Quale sia il
motivo per cui Shannon McNally non è ancora una stella di prima grandezza in
ambito Americana resta un mistero. Sono, infatti, sette gli album pubblicati a
partire dal 2002 e tutti caratterizzati da una scrittura di ottimo livello
oltre che da doti di grande interprete dovute a una voce possente
caratterizzata da un timbro leggermente rauco; ha collaborato con leggende come
Dr. John (in uno splendido disco tributo a Bobby Charles pubblicato nel 2013) e
Jim Dickinson (deceduto subito dopo le registrazioni di Western Ballads del
2010); ha scritto e registrato canzoni con Dave Alvin, Charlie Sexton e Jim
Lauderdale ed è andata in tour con i Son Volt, John Mellecamp e Rodney Crowell,
per citarne alcuni. Eppure, nonostante l’apprezzamento di tanti insigni
colleghi, non è mai riuscita a sfondare veramente, rimanendo bloccata, se non
in una vera e propria nicchia, a quel gradino posizionato appena sotto il
grande successo commerciale.

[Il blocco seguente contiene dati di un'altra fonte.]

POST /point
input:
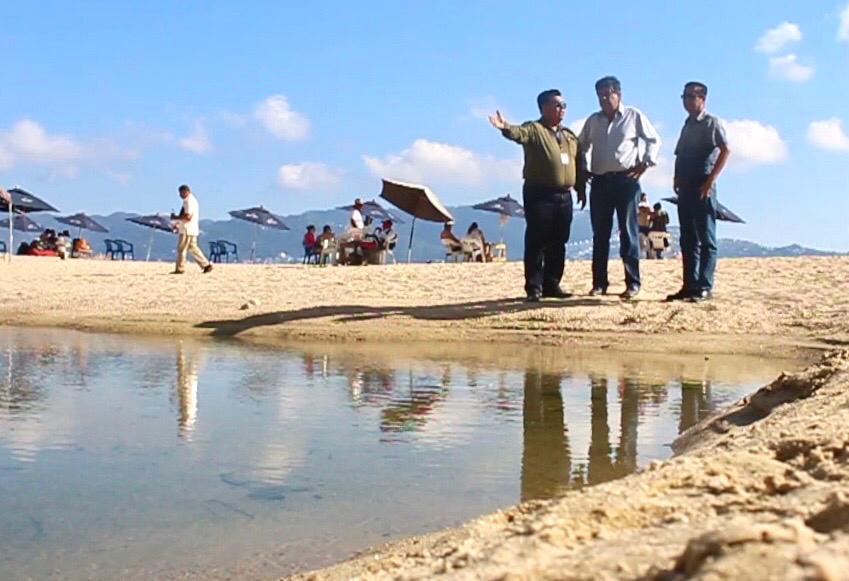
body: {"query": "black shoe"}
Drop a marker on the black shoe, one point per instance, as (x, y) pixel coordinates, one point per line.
(682, 294)
(556, 293)
(700, 296)
(630, 292)
(533, 297)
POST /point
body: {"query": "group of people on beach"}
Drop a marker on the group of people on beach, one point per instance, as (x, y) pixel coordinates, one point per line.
(606, 156)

Così, anche ad ascoltare questo nuovo Black Irish,
ci si domanda come sia possibile che la McNally non riesca a piazzare i propri
dischi in vetta alle charts statunitensi. A produrre c’è il già citato Rodney
Crowell, garanzia di qualità, il quale si è portato in studio alcuni dei
musicisti più apprezzati della scena di Nashville, quali i chitarristi Colin
Linden (che ha collaborato con The Band, Lucinda Williams e Emmylou Harris) e
Audley Freed (che ha un passato come membro dei Black Crowes). Il resto ce lo
mette Shannon: una bellissima e inconfondibile voce e una scaletta di grandi
canzoni, alcune originali e altre pescate tra i dischi preferiti della
cantautrice newyorkese. Anche Black Irish, come i precedenti full lenght, è un
album segnato dalla vena eclettica della McNally che partendo dalle
radici, propone un’efficace miscela in cui trovano spazio rock, blues, swamp,
pop e soul. Ad aprire le danze, c’è proprio un pezzo scritto a quattro mani con
Rodney Crowell, You Make Me Feel For You, un rock blues dal retrogusto swamp e
quasi una sorta di ringraziamento della Shannon verso al cantautore texano per
l’intesa artistica da cui è nato il disco. Subito dopo, il registro
cambia e si passa da I Ain’t Gonna Stand For It, cover soul pop di un classico di
Stevie Wonder (lo trovate su Hotter Than July del 1980) a Banshee Moan, ballata amarognola con cui Shannon riflette sulla condizione della donna. I Went To The Well
suona, invece, come un classico Stax, il basso dall’incedere felpato e quell’organo che
sembra uscito da un disco di Booker T., mentre Roll Away The Stone sfoggia un
abito decisamente rock, cita i Rolling Stone e l’honking sax di Jim Hoke
ricorda quello di Bobby Keys. Le sorprese non sono però finite: la cover di
Prayer In Open D di Emmylou Harris, ballata dolce amara cantata divinamente
dalla McNally, varrebbe da sola il prezzo del biglietto, mentre il country pop
di Isn’t That Love? è una delle più irresistibili radio song ascoltate
quest’anno. C’è tempo anche per un ritorno alle origini blues con una rockeggiante
versione di The Stuff You Gotta Watch, dal repertorio di Muddy Waters, e per il
gospel di Let’s Go Home, brano del 1962 a firma Staples Singers. Un disco
vario, dunque, in cui l’americana assume colori diversi a seconda degli umori
della McNally, capace di essere moderna ma al contempo mantenere uno stretto
legame con la grande tradizione a stelle e strisce. Un altro piccolo gioiello
che, con un po’ di fortuna e un’adeguata promozione, potrebbe portare Shannon
là dove merita di stare: nei primi posti in classifica e nella ristretta
cerchia delle grandi songwriters statunitensi.